Türkiye’s 2053 strategy envisions expanding national nuclear capacity to around 20 GWe. Modular reactors could serve as both complements to large nuclear stations and standalone solutions in specific regions. A scenario that includes up to 5 GWe of SMR capacity is considered plausible within this broader vision.
A structured roadmap for Türkiye would involve several steps. The first is to define national needs in areas such as industrial demand, regional grid requirements, and future hydrogen production.
Next comes the establishment of a diverse SMR design pool, followed by a transparent technical evaluation to narrow down suitable options.
Engaging stakeholders through formal consultation mechanisms can help align expectations among ministries, regulators, private investors, and local communities.
Site selection processes, project development models, and the necessary legal frameworks must follow in sequence to ensure policy continuity.
At the institutional level, Türkiye Nuclear Energy Company (TUNAS), the state-owned enterprise established to own and operate new nuclear power plants, is set to play a central role.
Its mandate includes the potential development and operation of SMRs across the country, positioning it as a key actor in Türkiye’s long-term energy transition.
Yet nuclear energy involves many institutions, from ministries to regulators to local authorities. Türkiye’s experience shows that coordination gaps can slow down or complicate major projects. One proposal is to create a Nuclear Energy Authority directly under the Presidency to guide technology choices, localization efforts, and workforce planning.

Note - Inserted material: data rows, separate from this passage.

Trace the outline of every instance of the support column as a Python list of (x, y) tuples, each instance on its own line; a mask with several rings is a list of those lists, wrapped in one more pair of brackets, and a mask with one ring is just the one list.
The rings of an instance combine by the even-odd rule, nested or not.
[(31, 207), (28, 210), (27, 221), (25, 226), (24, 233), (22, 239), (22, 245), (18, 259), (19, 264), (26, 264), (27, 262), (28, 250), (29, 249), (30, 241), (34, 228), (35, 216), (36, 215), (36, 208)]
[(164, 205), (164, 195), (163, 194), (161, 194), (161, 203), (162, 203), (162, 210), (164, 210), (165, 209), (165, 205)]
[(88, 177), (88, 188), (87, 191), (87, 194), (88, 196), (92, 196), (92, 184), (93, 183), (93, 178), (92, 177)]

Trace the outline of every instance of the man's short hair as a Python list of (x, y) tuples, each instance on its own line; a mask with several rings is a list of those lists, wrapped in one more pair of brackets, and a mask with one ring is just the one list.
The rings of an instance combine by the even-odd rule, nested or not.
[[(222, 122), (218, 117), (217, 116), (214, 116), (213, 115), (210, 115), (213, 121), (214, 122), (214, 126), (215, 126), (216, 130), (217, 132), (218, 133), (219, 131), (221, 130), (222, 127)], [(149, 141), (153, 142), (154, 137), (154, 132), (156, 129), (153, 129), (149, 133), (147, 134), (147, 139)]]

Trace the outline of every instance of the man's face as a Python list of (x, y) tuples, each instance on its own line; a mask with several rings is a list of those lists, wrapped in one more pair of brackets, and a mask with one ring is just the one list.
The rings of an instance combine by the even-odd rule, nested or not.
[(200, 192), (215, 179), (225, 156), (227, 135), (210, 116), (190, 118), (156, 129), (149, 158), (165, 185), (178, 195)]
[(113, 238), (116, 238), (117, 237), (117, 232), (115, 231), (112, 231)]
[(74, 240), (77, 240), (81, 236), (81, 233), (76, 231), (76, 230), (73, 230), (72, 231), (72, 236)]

Such an institution would help avoid overlapping responsibilities and provide continuity beyond political cycles. It would also centralize licensing decisions, emergency planning, and waste management, all areas that require stable, long-term oversight.
SMRs are not a perfect solution, but they offer Türkiye a realistic path to strengthen energy security, reduce emissions, and support industrial growth. Yet their success depends on credible cost planning, stable financing, a clear licensing roadmap, and governance that prioritizes public interest.
If Türkiye manages this transition carefully, it could position itself as a regional hub for reactor components, engineering services, and nuclear research for its future.